E, com o humor menos pesado, também aumentou a confiança de que o Federal Reserve (Fed, o banco central americano) irá cortar juros na próxima reunião de política monetária, em setembro, de modo a blindar a economia do país de eventuais impactos negativos da guerra comercial com a China.
Por mais que a ata da última reunião do Fed, divulgada nesta tarde, não tenha dado sinais evidentes de que um novo corte está a caminho — o documento voltou a bater na tecla de que não há um caminho predeterminado para a política monetária —, os mercados apostam que, na próxima sexta-feira (23), o presidente da instituição tende a assumir uma postura mais favorável ao alívio.
Jerome Powell fará um aguardado discurso no simpósio de Jackson Hole, uma espécie de encontro anual dos principais bancos centrais do mundo. E, considerando o acirramento nas tensões entre Washington e Pequim e as pressões cada vez maiores do presidente americano, Donald Trump — fatores que não estavam tao em evidência na última reunião, no fim de julho —, é esperada alguma atualização na postura do Fed.

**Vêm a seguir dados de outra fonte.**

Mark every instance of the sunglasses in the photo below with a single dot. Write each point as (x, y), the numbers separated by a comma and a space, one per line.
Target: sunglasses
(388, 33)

"O clima lá fora está mais ameno, o mercado espera que comecem a surgir sinais de que o Fed ira mesmo cortar juros [em setembro]", diz Ari Santos, gerente da mesa de operações da H. Commcor. Ele lembra, contudo, que o Ibovespa segue com desempenho negativo no mês: mesmo com a alta de hoje, o índice ainda cai cerca de 0,6% em agosto.
Dólar despressurizado
Esse clima mais ameno visto no Ibovespa foi sentido no câmbio. E, assim como no caso do principal índice da bolsa brasileira, dois fatores atuaram em conjunto para trazer alívio à moeda americana
Por um lado, o dólar perdeu força em escala global, especialmente em relação às divisas de países emergentes, que foram castigadas nos últimos dias por causa da maior aversão ao risco. Assim, o peso mexicano, o rublo russo, o peso colombiano, o rand sul-africano e o peso chileno — além do real — ganharam força em conjunto nesta quarta-feira.
E, em termos locais, também exerceu influência sobre o mercado de câmbio o início dos leilões de dólar promovidos pelo Banco Central (BC) no mercado à vista — a autoridade aceitou propostas por US$ 200 milhões, de um lote total que poderia ir até US$ 550 milhões. Os leilões ocorrerão até o dia 29.
Juros em baixa
Em meio à expectativa em relação ao Fed e à tranquilidade no dólar à vista, as curvas de juros fecharam em baixa nesta quarta-feira, tanto na ponta curta quanto na longa.
Os DIs com vencimento em janeiro de 2021 recuaram de 5,43% para 5,36%, e os para janeiro de 2023 caíram de 6,44% para 6,34%. No vértice longo, as curvas com vencimento em janeiro de 2025 foram de 6,95% para 6,85%.